En media hora, un antiguo mueble de madera que pertenece a Lucía Claudio se convierte en una vitrina multicolor. Cada mañana, desde hace 44 años, de los desvencijados cajones salen fajas, cortaúñas, espejos, barberas, vinchas, cordones, collares, cajas de betún, muñecos de trapo, trompos y decenas de otros artículos. Ella lo llama “el almacén”.
Cada uno tiene su lugar en el mueble que tiene cuatro cajones en la parte de adelante. Hay dos más, en la parte superior, que se abren hacia los lados y dejan a la vista unas pequeñas repisas donde se exhiben los productos.
Su esposo le compró, en 60 sucres, un puesto bajo el corredor externo del edificio del Colegio Sagrados Corazones, que da a la calle Bolívar. Su abuela, su madre y dos tías también tenían sus puestos en el sitio. “Es una tradición heredada”.

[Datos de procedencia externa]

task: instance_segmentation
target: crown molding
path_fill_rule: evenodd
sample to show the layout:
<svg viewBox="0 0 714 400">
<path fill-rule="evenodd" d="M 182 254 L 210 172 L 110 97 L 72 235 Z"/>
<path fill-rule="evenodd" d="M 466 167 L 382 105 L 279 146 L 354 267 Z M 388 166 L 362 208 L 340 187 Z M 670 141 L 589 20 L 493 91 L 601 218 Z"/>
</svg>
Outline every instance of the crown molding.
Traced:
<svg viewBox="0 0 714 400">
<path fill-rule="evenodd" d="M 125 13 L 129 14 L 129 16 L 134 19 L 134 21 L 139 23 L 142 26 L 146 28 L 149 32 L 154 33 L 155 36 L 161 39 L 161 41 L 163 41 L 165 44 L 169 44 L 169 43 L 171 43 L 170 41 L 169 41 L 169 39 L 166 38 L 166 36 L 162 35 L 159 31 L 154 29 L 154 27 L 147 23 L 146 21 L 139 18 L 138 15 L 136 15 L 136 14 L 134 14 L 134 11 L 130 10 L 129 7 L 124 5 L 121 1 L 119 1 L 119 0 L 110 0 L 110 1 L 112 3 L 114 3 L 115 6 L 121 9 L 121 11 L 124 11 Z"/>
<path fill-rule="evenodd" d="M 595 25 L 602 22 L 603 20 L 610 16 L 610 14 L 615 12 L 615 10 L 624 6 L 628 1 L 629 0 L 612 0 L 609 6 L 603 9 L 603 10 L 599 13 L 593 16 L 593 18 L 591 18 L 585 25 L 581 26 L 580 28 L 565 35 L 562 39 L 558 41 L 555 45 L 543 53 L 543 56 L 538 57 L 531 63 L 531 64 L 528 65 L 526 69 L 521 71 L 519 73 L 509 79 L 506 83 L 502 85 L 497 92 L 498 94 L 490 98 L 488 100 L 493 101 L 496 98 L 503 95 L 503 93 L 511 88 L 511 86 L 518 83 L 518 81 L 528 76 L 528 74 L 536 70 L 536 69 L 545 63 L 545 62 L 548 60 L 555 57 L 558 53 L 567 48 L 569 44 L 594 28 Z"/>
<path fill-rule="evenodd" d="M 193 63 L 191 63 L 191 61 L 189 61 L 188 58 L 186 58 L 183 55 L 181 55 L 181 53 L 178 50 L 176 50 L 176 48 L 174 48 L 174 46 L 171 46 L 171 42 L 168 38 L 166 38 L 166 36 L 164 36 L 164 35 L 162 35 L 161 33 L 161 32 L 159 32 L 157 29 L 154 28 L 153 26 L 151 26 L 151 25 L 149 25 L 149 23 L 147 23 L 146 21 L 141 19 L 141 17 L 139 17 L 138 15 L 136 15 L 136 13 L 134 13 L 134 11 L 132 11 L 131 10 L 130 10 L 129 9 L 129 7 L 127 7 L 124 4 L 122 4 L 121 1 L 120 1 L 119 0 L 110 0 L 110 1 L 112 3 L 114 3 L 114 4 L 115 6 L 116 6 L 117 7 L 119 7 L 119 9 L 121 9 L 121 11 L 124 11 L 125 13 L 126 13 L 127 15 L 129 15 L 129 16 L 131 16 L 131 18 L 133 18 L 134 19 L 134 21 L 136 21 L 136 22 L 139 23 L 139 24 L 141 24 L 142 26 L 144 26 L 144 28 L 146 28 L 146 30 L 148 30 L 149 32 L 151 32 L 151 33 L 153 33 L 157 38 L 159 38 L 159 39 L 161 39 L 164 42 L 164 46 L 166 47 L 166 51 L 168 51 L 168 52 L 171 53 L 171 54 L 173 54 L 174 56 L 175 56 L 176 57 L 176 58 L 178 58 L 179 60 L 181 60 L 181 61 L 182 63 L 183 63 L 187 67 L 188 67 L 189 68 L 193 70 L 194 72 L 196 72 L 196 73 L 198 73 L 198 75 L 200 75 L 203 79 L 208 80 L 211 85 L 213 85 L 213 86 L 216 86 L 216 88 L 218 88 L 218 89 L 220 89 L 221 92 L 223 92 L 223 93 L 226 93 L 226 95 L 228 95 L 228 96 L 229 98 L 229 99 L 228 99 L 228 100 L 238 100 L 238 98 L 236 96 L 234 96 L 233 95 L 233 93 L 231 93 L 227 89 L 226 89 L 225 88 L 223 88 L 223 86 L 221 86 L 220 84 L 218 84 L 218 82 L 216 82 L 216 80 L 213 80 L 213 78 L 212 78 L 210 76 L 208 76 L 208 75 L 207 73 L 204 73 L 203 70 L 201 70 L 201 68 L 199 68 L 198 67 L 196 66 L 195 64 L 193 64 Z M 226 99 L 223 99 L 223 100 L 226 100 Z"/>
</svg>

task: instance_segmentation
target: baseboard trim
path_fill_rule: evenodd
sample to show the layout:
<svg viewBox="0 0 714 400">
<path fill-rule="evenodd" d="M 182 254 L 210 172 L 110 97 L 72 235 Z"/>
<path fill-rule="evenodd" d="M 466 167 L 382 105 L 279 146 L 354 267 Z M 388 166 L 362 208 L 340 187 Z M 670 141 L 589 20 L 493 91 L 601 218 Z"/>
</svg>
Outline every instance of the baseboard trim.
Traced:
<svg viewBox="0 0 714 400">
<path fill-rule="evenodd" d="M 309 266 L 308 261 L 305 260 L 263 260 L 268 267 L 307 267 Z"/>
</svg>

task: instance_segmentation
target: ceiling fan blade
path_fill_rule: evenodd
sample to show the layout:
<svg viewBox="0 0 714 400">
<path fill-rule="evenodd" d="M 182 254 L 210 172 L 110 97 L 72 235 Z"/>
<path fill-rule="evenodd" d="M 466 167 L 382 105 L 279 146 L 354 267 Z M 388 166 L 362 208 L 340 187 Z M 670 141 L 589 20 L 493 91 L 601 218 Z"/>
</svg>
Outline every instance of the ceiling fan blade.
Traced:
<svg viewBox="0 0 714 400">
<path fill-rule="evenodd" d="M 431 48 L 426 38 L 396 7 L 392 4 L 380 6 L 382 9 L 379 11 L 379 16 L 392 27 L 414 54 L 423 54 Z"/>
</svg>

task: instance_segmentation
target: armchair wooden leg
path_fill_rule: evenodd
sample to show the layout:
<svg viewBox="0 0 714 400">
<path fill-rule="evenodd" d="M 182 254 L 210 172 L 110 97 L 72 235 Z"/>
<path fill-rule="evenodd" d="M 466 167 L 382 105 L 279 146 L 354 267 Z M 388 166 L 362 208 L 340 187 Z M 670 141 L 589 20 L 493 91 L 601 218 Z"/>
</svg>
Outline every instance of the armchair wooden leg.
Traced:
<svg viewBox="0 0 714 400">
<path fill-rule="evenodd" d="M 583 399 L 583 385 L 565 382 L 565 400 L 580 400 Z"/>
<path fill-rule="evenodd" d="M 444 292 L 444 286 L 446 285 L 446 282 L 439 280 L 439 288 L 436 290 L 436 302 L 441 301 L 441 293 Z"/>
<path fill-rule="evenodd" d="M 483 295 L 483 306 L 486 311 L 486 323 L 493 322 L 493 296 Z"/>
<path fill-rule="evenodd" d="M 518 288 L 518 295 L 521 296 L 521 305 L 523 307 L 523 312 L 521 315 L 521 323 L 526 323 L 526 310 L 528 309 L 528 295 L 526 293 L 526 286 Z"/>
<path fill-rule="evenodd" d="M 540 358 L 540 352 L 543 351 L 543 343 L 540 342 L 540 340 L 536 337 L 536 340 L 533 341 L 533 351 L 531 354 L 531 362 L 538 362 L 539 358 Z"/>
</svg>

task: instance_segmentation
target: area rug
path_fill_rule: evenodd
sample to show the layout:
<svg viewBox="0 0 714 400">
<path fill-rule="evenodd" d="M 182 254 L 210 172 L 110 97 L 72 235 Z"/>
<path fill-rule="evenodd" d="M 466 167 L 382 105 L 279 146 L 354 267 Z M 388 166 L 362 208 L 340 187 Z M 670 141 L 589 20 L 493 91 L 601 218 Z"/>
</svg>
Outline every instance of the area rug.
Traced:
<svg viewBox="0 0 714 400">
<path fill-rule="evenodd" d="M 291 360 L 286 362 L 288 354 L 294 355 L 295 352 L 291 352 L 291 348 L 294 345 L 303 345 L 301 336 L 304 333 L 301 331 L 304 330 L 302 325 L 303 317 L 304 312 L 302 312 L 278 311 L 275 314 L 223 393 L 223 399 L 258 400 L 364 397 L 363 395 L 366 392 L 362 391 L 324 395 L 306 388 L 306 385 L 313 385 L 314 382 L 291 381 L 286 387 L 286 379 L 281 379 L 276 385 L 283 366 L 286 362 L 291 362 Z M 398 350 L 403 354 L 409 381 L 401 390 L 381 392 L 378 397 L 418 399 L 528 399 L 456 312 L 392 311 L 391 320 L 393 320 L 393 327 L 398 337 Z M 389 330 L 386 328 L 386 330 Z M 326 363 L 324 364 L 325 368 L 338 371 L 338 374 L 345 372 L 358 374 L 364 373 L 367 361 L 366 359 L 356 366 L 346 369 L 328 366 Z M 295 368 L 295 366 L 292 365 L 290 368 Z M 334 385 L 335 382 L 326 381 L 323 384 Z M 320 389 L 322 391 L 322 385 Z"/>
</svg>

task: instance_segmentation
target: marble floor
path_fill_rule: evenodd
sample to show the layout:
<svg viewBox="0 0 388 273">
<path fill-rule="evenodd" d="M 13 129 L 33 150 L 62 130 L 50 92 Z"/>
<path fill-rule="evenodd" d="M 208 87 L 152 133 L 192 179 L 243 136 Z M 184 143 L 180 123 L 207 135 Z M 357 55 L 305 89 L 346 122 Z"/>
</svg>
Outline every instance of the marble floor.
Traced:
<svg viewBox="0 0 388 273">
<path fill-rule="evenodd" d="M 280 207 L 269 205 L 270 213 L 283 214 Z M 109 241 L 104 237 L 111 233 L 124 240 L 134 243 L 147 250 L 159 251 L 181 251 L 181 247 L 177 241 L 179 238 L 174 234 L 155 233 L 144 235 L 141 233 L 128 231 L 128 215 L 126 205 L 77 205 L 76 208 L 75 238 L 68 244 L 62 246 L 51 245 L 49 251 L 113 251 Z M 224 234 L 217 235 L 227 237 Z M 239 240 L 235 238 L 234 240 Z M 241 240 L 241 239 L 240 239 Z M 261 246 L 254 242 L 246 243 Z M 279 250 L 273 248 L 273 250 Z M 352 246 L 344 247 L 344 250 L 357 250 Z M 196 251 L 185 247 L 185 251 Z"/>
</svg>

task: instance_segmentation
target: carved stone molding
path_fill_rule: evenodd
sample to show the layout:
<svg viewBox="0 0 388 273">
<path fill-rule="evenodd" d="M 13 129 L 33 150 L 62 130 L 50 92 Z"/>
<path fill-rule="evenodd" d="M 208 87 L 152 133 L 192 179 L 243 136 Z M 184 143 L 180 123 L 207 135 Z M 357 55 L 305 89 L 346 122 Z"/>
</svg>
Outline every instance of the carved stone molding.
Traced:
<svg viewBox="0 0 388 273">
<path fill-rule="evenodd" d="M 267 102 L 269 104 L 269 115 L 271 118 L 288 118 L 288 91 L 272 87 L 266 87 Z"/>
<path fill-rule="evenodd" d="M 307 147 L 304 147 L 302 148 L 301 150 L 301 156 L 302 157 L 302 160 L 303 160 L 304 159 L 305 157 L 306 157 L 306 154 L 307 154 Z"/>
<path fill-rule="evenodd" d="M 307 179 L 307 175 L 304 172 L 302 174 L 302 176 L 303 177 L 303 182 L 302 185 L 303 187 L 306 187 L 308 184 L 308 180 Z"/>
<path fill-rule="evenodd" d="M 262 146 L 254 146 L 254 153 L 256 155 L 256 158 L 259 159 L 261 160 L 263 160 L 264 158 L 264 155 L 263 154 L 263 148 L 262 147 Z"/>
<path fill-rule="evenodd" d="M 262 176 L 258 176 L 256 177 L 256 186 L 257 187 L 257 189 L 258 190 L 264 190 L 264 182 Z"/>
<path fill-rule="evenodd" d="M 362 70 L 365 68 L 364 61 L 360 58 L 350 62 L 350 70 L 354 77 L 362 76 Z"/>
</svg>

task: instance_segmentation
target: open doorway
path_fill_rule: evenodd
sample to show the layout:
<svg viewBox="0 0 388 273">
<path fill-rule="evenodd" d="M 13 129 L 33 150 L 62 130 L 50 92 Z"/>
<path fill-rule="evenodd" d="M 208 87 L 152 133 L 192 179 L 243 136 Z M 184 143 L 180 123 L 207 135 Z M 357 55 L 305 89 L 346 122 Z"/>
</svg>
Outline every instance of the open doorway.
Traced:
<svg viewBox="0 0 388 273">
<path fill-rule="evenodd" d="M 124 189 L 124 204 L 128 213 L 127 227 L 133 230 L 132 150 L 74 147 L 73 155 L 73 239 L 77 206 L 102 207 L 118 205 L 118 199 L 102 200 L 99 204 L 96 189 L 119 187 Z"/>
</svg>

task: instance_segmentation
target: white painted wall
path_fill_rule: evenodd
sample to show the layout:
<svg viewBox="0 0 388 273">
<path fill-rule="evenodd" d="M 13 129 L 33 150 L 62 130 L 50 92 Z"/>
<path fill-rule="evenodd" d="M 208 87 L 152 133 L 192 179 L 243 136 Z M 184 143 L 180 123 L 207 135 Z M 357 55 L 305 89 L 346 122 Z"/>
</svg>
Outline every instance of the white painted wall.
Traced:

Pero la herencia no solo es familiar sino histórica. En el libro ‘Imágenes e identidades’, editado por el ex Fonsal, se recoge una ilustración de la cajonera. Según el texto, durante la época de la Colonia este personaje fue una fuente de expendio de hierbas medicinales, traídas por los yumbos de las selvas orientales u occidentales.
Hasta finales de la década de 1950, con la demolición de las casas de la cuadra del Palacio Municipal, las cajoneras también se encontraban en el portal de Salinas (entrada al Municipio) y en el portal del Palacio Arzobispal. Actualmente solo hay dos en la plaza de Santo Domingo. “Hasta hace unos 15 años había unos 40 comerciantes en este sector”, recuerda Claudio.
En la década de 1970, la plaza de Santo Domingo era un redondel con una pila en el centro. Por la calle empedrada que rodeaba la rotonda circulaban los buses que llegaban desde la Villa Flora, el Camal y la Kennedy.
Mientras atendía las ventas, vio crecer a sus cinco hijos.
Su cabello es corto y rizado. Tiene una voz amable. Un calentador, una blusa y un chaleco completan su atuendo. Dista mucho de la imagen que figura en la ilustración. Allí se ve una mujer descalza, que tiene su pelo recogido en dos largas trenzas y viste un amplio vestido y un reboso.
Aprovecha las primeras horas de la mañana para practicar gimnasia con los vecinos del barrio La Gatazo, donde vive actualmente.
A las 10:00 llega al centro. Antes de instalarse tiene que limpiar su puesto de trabajo. “A veces el pasaje amanece con basura y lleno de orina en las columnas”. Su cajón permanece guardado en un garaje de la calle Rocafuerte. Por el uso de ese espacio tiene que pagar USD 60 mensuales. Además, todos los días tiene que pagar USD 3 a un cargador para que le ayude a transportar el enorme mueble hasta su puesto frente a la plaza de Santo Domingo.
Aunque durante la temporada de fiestas de fundación de la ciudad, Navidad y fin de año las ventas mejoran, muchas veces apenas alcanza a recoger USD 1 por la venta de la mercadería.
Un bazar y dos proveedores le abastecen de todos sus productos. Ella compra todos los artículos hechos. “Antes me dedicaba a hacer los collares pero pasar los mullos pequeños en el hilo me afectó la vista”. Sin embargo, los lentes solo los utiliza para leer los periódicos y alguna revista.
Los días que no logra reunir los USD 3 para pagar al cargador se queda en casa. Pero eso no le agrada mucho porque asegura que está acostumbrada al ajetreo de la ciudad, al ir y venir de la gente y los carros, a las conversaciones con sus amigos y a la venta de bisutería en su viejo cajón.